Mas a história das relações amorosas e da sexualidade não avança em linha reta. Como salienta Isabel Freire, “não podemos esquecer que, em cada época histórica, coexistem pelo menos cinco gerações, com modos de viver e de pensar diferentes, mas que interagem entre si”. Do mesmo modo, considera que não estamos a ser totalmente justos quando falamos da revolução sexual dos anos 1960-70: “À parte a invenção da pílula, que trouxe às mulheres uma liberdade nova, este debate já acontecia nos anos 10 e 20 do século XX, com os movimentos neomalthusianos a defenderem uma separação de sexualidade e reprodução. Eram, nesta época, discussões muito ligadas aos meios anarquistas que também falavam do direito ao amor livre, fora do casamento. Claro que a reação não se fez esperar, com os opositores destas posições a acusarem-nos de defender o amor estéril.”

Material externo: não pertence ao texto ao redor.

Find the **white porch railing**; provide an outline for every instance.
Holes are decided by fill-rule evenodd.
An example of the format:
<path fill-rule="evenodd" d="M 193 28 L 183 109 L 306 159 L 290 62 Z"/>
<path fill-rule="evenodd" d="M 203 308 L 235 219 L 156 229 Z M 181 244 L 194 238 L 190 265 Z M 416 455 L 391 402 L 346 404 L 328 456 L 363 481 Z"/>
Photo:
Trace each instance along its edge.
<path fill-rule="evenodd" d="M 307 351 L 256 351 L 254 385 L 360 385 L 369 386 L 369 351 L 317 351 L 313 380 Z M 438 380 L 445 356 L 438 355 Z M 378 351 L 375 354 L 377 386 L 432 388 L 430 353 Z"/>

O direito de amar em liberdade, como outras conquistas democráticas, não pode, no entanto, ser dado por adquirido. Volátil, porque o vivenciado escreve-se muitas nas entrelinhas da história, a mudança de mentalidades faz-se de avanços, recuos e da prevalência de preconceitos muito antigos. Isabel Freire não tem por isso dúvidas em afirmar que, em matéria de afetos e identidade sexual, “mantemo-nos em revolução.”
Se o adultério era crime que [na Idade Média] recaía tanto sobre homens como sobre mulheres, “a existência de numerosas cartas de perdão passadas pelos reis” demonstra, como nota Ana Maria Rodrigues de Oliveira, que havia alguma tolerância para casos destes. O mesmo não acontecia com a homossexualidade, o tabu maior.